German balance of payments in May 2022

Current account surplus down sharply

Germany’s current account recorded a surplus of €2.5 billion in May 2022, down €6.4 billion on the previous month’s level. Although the surplus in the goods account increased, this was outweighed by the sharp shift into a deficit for invisible current transactions, which comprise services as well as primary and secondary income.

In May, the surplus in the goods account grew by €1.9 billion on the month to €6.2 billion, but this was due to the rise in net goods exports in merchanting trade and the decline in net imports of non-monetary gold. In foreign trade, however, imports increased somewhat more strongly than exports.

Invisible current transactions shifted from a surplus of €4.6 billion in April to a deficit of €3.7 billion in May. This was primarily attributable to the decline in net receipts in primary income by €8.3 billion to €2.2 billion, with higher dividend payments to non-residents from portfolio investment playing a key role. Furthermore, the deficit in the services account widened by €1.5 billion to €2.7 billion. Expenditure expanded more strongly than receipts, especially as travel expenditure picked up as is usual at this time of year. By contrast, the deficit in the secondary income account narrowed by €1.5 billion to €3.2 billion. Higher general government tax revenue from non-residents owing to the higher dividend payments on portfolio investments in particular contributed to this decrease.

Portfolio investment sees net capital exports

In May 2022, as in previous months, financial markets continued to be influenced by Russia’s invasion of Ukraine and rising inflation rates. Germany’s cross-border portfolio investment generated net capital exports of €6.5 billion (April: €11.1 billion). Domestic investors added €2.9 billion worth of securities issued by non-residents to their portfolios on balance. They purchased foreign bonds (€5.5 billion), shares (€1.5 billion) and mutual fund shares (€0.7 billion), while disposing of foreign money market paper (€4.7 billion). Non-resident investors offloaded German securities to the tune of €3.6 billion net, selling money market paper (€7.1 billion) and shares (€0.7 billion), whilst acquiring German bonds (€3.6 billion) and mutual fund shares (€0.6 billion).
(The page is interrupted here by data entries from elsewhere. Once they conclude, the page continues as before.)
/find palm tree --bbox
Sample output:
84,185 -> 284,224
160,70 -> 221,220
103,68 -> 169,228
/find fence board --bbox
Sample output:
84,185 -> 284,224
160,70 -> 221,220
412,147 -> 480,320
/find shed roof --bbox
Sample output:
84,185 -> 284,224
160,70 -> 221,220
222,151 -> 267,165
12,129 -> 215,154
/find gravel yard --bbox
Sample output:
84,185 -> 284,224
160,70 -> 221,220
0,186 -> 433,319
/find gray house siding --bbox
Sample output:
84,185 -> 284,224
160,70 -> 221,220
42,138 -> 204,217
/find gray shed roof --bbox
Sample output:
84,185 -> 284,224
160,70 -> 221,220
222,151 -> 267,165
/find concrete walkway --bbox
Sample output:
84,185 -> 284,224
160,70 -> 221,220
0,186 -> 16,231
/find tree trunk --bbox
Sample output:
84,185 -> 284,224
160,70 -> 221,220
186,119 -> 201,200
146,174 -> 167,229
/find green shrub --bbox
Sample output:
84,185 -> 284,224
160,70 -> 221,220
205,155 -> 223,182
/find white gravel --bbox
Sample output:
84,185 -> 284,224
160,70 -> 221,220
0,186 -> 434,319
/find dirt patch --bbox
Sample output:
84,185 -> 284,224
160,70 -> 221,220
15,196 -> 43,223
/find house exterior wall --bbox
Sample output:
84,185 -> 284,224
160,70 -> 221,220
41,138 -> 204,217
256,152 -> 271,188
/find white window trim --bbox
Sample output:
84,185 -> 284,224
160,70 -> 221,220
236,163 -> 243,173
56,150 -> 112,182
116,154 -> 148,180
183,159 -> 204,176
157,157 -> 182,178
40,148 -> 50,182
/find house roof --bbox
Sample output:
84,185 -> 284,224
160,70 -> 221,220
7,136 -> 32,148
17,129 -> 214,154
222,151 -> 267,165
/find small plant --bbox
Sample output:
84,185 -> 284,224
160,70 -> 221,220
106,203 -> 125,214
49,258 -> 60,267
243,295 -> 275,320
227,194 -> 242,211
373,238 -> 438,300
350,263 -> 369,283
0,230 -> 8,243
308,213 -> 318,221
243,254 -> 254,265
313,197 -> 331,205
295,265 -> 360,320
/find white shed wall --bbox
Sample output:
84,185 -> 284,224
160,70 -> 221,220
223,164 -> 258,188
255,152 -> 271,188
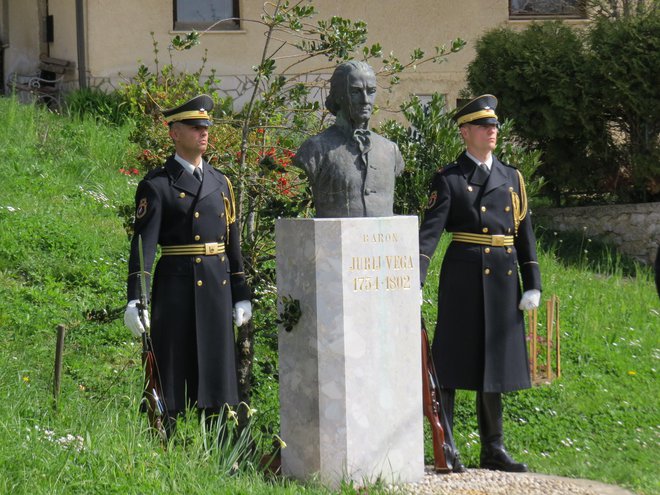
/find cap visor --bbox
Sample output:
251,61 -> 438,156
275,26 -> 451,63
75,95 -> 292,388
177,119 -> 213,127
466,117 -> 499,125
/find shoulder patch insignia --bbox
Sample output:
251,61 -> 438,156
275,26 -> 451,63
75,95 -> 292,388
136,198 -> 148,219
427,190 -> 438,209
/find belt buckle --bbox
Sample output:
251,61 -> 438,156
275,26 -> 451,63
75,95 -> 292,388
205,242 -> 220,255
491,235 -> 505,247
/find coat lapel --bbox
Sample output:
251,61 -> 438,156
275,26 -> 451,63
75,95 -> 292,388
165,157 -> 201,196
198,161 -> 222,200
482,156 -> 508,196
458,152 -> 489,187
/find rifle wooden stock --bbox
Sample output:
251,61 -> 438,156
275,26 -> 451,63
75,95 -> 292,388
137,235 -> 168,442
141,332 -> 168,442
421,320 -> 452,473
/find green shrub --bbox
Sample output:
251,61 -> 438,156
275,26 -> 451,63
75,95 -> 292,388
467,11 -> 660,205
587,11 -> 660,202
467,22 -> 609,205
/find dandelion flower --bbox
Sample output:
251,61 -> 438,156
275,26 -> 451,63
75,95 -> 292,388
628,370 -> 637,376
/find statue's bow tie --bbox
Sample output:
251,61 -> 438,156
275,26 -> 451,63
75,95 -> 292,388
353,129 -> 372,153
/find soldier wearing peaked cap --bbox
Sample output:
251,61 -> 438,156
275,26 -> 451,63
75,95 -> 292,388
418,95 -> 542,473
123,95 -> 252,431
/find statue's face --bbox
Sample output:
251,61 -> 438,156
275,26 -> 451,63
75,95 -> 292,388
344,69 -> 377,127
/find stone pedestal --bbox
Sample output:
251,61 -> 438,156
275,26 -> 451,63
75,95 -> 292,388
276,216 -> 424,487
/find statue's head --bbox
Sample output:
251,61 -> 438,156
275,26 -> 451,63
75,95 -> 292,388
325,61 -> 376,129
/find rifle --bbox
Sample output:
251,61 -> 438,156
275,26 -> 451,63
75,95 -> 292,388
137,235 -> 168,442
421,317 -> 453,473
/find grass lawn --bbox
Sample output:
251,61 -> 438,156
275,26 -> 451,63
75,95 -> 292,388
0,97 -> 658,494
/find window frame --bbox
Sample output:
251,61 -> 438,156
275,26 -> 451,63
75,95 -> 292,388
173,0 -> 240,31
509,0 -> 587,19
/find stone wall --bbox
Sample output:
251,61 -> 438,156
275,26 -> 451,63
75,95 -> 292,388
535,202 -> 660,265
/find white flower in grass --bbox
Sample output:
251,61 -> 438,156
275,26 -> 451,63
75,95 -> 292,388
274,434 -> 287,449
227,408 -> 239,425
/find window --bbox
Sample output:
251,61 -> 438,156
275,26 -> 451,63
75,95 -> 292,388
174,0 -> 240,31
510,0 -> 586,18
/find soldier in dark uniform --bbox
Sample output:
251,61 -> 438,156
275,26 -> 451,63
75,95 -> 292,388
123,95 -> 252,427
419,95 -> 541,472
293,61 -> 404,217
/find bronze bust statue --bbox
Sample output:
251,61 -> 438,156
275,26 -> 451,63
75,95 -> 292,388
293,61 -> 404,218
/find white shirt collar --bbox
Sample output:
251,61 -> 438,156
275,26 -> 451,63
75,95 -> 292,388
174,153 -> 203,176
465,151 -> 493,170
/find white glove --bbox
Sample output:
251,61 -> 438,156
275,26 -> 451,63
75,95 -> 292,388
124,299 -> 149,337
233,300 -> 252,327
518,289 -> 541,311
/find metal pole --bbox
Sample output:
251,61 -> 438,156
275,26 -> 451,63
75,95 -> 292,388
75,0 -> 87,89
53,324 -> 66,407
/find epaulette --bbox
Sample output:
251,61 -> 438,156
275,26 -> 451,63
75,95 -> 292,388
499,159 -> 517,170
438,161 -> 459,174
143,166 -> 167,180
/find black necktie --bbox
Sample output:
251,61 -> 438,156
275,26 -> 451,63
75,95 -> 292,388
479,162 -> 490,175
193,167 -> 202,182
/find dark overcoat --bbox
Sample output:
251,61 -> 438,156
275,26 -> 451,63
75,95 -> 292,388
127,157 -> 250,411
419,152 -> 541,393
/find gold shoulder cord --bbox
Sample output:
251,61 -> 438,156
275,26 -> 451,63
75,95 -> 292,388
223,176 -> 237,244
511,170 -> 528,235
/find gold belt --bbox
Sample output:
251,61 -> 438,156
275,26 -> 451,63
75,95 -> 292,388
161,242 -> 225,256
452,232 -> 514,247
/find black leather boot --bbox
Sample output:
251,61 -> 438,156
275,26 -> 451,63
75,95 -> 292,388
439,388 -> 466,473
477,392 -> 528,472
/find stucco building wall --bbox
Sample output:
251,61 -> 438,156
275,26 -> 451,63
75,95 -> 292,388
2,0 -> 586,118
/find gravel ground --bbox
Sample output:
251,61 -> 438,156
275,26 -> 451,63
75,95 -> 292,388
391,467 -> 639,495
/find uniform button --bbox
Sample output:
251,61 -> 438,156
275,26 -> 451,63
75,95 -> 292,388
364,190 -> 371,195
179,192 -> 186,198
220,212 -> 225,218
222,280 -> 227,286
509,187 -> 514,192
194,235 -> 201,241
220,236 -> 225,241
507,228 -> 512,234
197,280 -> 203,287
482,227 -> 489,233
484,268 -> 491,275
505,206 -> 511,212
507,270 -> 513,276
221,256 -> 225,262
484,247 -> 491,254
481,206 -> 487,212
195,257 -> 202,263
194,212 -> 200,218
467,186 -> 473,192
507,247 -> 512,254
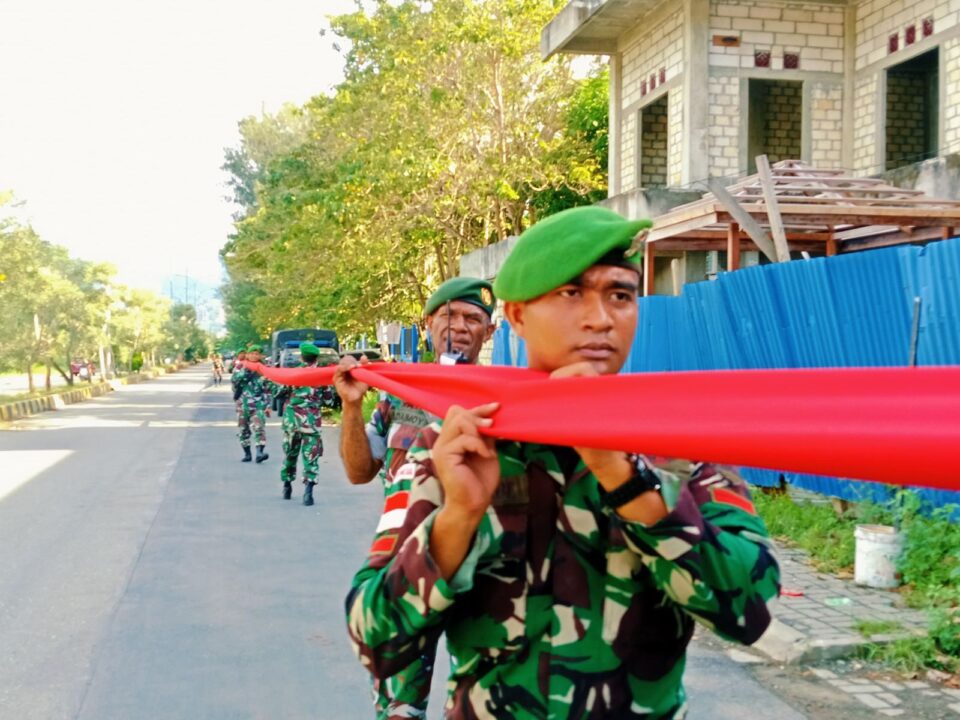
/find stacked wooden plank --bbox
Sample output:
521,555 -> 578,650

In May, transactions in financial derivatives recorded net outflows (€0.5 billion).

Direct investment generated net capital exports of €19.7 billion in the reporting month (April: €12.8 billion). Domestic enterprises injected their affiliates abroad with direct investment funds totalling €10.9 billion, boosting their equity capital by €11.6 billion. By contrast, repayments predominated in lending to affiliates abroad (€0.7 billion). Conversely, non-resident enterprises scaled back their direct investment in Germany by €8.8 billion. Although they too augmented their equity capital (€2.0 billion), the volume of intra-group loans issued to business units in Germany from abroad fell significantly by €10.8 billion.

Other statistically recorded investment – which comprises loans and trade credits (where these do not constitute direct investment), bank deposits and other investments – registered net inflows of capital amounting to €21.4 billion in May (following €26.8 billion in April). Monetary financial institutions (excluding the Bundesbank) recorded net capital imports (€18.3 billion). A decline in the net external position in other investment was also registered for enterprises and households (€8.6 billion) as well as general government (€3.7 billion). By contrast, the Bundesbank’s net external claims went up by €9.2 billion. Its TARGET2 claims rose by €24.3 billion. At the same time, the Bundesbank’s external liabilities also increased significantly, as non-euro area residents topped up their deposits with the Bundesbank.

The Bundesbank’s reserve assets grew – at transaction values – by €0.2 billion in May.